Affordable Housing Doesn't Lower Property Values
A new study from Georgia Tech's School of Public Policy is yet another study debunking the common myth that affordable housing negatively impacts nearby property values.
The researchers, led by Assistant Professor Brian Y. An, found that Low-Income Housing Tax Credit (LIHTC) developments do not impede the value of some surrounding properties.
“This research is significant as it challenges the stigma often associated with affordable housing,” said An. “This pernicious fear of property value decline has been a major source of opposition to affordable housing projects in many communities.”
Researchers reviewed mixed developments including both market-rate and subsidized units, and saw surrounding property values rose by 5.4% compared to comparable neighborhoods without tax-subsidized development. Fully subsidized developments boosted property values by 3.2%, the researchers found.

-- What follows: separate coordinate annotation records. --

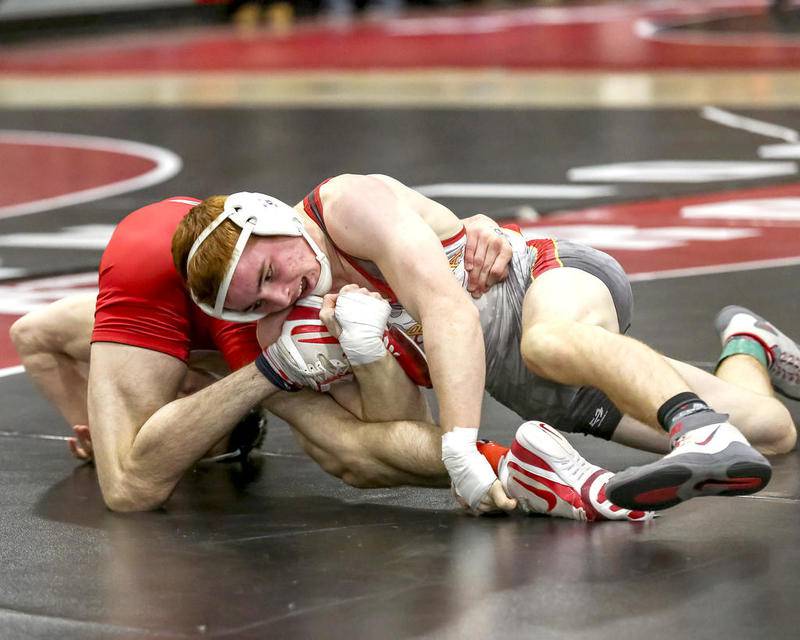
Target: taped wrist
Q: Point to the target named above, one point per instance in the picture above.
(470, 472)
(271, 374)
(363, 321)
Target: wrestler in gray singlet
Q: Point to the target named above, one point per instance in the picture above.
(508, 380)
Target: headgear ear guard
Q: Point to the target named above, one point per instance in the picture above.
(261, 215)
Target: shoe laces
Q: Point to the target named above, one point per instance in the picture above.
(580, 467)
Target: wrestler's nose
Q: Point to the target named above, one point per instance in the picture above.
(275, 298)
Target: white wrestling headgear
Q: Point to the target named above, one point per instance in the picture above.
(261, 215)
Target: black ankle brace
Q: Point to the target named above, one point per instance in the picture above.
(678, 407)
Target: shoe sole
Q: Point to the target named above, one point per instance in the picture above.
(724, 318)
(666, 483)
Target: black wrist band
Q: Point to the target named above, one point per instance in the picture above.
(266, 369)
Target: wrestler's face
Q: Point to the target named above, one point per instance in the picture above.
(272, 274)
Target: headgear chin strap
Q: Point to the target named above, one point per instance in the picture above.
(261, 215)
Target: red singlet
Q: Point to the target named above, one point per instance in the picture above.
(143, 301)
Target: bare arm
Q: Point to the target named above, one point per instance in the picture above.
(144, 439)
(381, 220)
(367, 218)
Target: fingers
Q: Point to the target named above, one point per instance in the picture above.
(500, 499)
(79, 450)
(354, 288)
(478, 259)
(469, 252)
(328, 314)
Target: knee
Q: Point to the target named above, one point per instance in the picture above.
(27, 335)
(545, 347)
(778, 434)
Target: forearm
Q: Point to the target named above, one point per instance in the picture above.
(636, 378)
(62, 380)
(181, 432)
(144, 439)
(455, 350)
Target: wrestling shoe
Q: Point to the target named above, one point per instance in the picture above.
(547, 475)
(710, 460)
(783, 353)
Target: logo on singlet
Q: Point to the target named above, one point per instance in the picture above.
(599, 415)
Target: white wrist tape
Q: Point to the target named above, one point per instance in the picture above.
(471, 473)
(363, 321)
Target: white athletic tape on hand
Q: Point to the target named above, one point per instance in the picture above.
(471, 473)
(363, 322)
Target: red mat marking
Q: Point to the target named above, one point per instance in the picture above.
(35, 172)
(579, 38)
(775, 239)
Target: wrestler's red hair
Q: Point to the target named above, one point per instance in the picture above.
(210, 262)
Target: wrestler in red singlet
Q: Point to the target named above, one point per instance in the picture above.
(143, 301)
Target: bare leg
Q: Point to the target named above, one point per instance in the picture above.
(363, 454)
(745, 393)
(53, 345)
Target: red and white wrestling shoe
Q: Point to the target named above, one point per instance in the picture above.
(409, 356)
(782, 352)
(545, 473)
(307, 355)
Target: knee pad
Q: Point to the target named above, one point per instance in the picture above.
(592, 412)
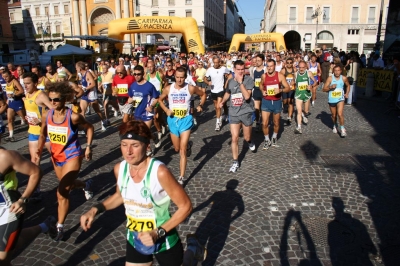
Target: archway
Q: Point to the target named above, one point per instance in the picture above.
(293, 40)
(237, 39)
(325, 37)
(158, 24)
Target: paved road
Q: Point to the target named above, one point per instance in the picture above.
(316, 199)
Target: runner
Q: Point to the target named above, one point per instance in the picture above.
(60, 125)
(104, 85)
(302, 94)
(60, 68)
(334, 85)
(146, 187)
(289, 72)
(90, 93)
(258, 71)
(157, 79)
(13, 204)
(272, 81)
(315, 69)
(215, 78)
(240, 111)
(15, 93)
(180, 121)
(120, 85)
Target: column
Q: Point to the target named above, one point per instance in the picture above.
(127, 46)
(75, 11)
(117, 9)
(84, 17)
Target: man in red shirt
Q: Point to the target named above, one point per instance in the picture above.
(120, 85)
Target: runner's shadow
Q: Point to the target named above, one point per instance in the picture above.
(348, 238)
(214, 229)
(284, 243)
(212, 145)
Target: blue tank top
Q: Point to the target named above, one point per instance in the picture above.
(336, 95)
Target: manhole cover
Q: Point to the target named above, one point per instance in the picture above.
(323, 232)
(342, 162)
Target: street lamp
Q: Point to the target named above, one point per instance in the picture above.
(317, 12)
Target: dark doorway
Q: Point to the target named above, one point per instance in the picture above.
(292, 40)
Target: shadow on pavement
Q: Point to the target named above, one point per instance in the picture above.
(348, 239)
(284, 243)
(214, 229)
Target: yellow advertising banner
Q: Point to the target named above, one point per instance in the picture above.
(383, 79)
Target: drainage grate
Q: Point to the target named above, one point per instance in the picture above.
(323, 232)
(342, 163)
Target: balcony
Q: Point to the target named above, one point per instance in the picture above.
(54, 36)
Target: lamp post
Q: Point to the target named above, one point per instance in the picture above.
(317, 12)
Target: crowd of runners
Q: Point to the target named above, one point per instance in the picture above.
(152, 95)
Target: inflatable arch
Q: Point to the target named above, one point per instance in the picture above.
(187, 26)
(258, 37)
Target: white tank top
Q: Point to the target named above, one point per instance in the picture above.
(155, 82)
(179, 100)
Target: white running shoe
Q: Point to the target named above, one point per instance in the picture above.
(234, 167)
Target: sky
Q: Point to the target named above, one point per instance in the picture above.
(252, 12)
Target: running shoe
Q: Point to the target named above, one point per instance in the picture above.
(50, 222)
(195, 252)
(274, 142)
(267, 144)
(88, 189)
(343, 132)
(234, 167)
(59, 234)
(252, 146)
(189, 149)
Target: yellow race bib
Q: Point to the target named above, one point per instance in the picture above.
(57, 135)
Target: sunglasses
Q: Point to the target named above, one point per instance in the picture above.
(56, 100)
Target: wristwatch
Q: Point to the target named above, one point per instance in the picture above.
(24, 200)
(161, 232)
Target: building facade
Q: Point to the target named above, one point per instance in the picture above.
(46, 23)
(306, 24)
(6, 38)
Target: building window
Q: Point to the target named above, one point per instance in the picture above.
(326, 14)
(354, 15)
(309, 13)
(292, 15)
(371, 15)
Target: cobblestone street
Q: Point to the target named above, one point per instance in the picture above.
(317, 199)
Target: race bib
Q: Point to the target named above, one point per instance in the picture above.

“From a policy perspective, the key takeaway is that LIHTC developments, in addition to creating and preserving badly needed housing that is affordable to low-income households, consistently have positive effects on surrounding property values,” the authors wrote in the paper. “A ‘bad’ place for such properties to be developed does not exist, nor does a ‘bad’ type of LIHTC development exist. Regardless of the development’s size or neighborhood in which it is placed into service, a LIHTC property is likely to have a positive spillover effect on its neighborhood.”